Ok, so not literally everyone. Nate, for instance, has never dieted and never will. But, you know, he's 14. Of course, he serves as a pretty darn good example of intuitive eating (rather than 'controlled' eating). It certainly seems, though, that everyone is dieting right now.
One would think that after years of work in this area, I would be ok with other people's food talk. But when it comes to talk about diets, controlled eating, etc, it still seems to be a bit of a trigger, and if nothing else, drives me nuts. Plus, I usually care about these people and it hurts me to see them hurting themselves...and being so gleeful about it much of the time. History does repeat itself, however, and I know that the glee is temporary and the misery is sure to follow.
Part of my problem is pride. With everyone talking about how 'good' they are being, my only counter would be...I have learned that I don't need that kind of good. No one that hasn't also taken this journey is going to understand. I am sure that most people think I have simply given up, and see that as a moral failing. It isn't a moral failing, though, it's a physical and mental healing. And it isn't nearly as quantifiable. I can't give you a dress size, scale number, whatever, to prove that I have made progress. And most people wouldn't be able to see the progress that I have made through the fuzzy lenses of diet thinking that they have on. Not to mention, it would be totally rude to answer, "I'm down two sizes!" with, "Well, we all know that won't last."
Part of it is hurt feelings. Probably childish ones, but they are there nonetheless. Nice for you that you lost weight...so what you are telling me is that you are more beautiful than I am? That beauty is quantifiable in numbers? I don't believe that, but occasionally the overwhelming strength of others' beliefs throws me off balance.
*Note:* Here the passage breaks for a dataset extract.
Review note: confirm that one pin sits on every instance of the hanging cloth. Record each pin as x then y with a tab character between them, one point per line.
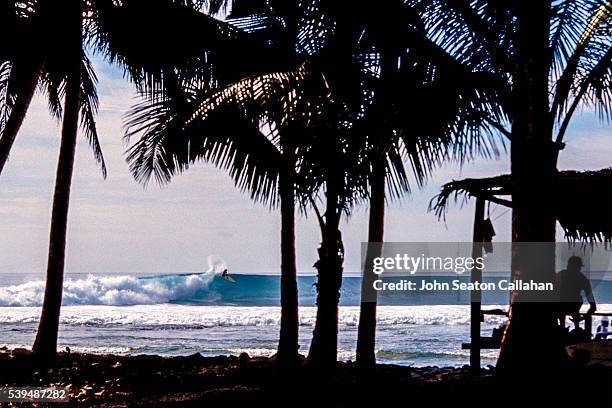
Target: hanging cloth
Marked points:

All in all, I have been on the path they are on, it's rough and it leads to nowhere. While it's frequently hard to remember that (and boy am I dreading the new year's diet push!), I don't want to go back. I don't need outside validation that intuitive eating is the way to go, at least for me. I don't need everyone else to see their own beauty in order to keep seeing mine. I don't need other people to enjoy physical activity in order for me to enjoy it and not see it as punishment of some sort. I do, apparently, need to keep telling myself all of this over and over, though!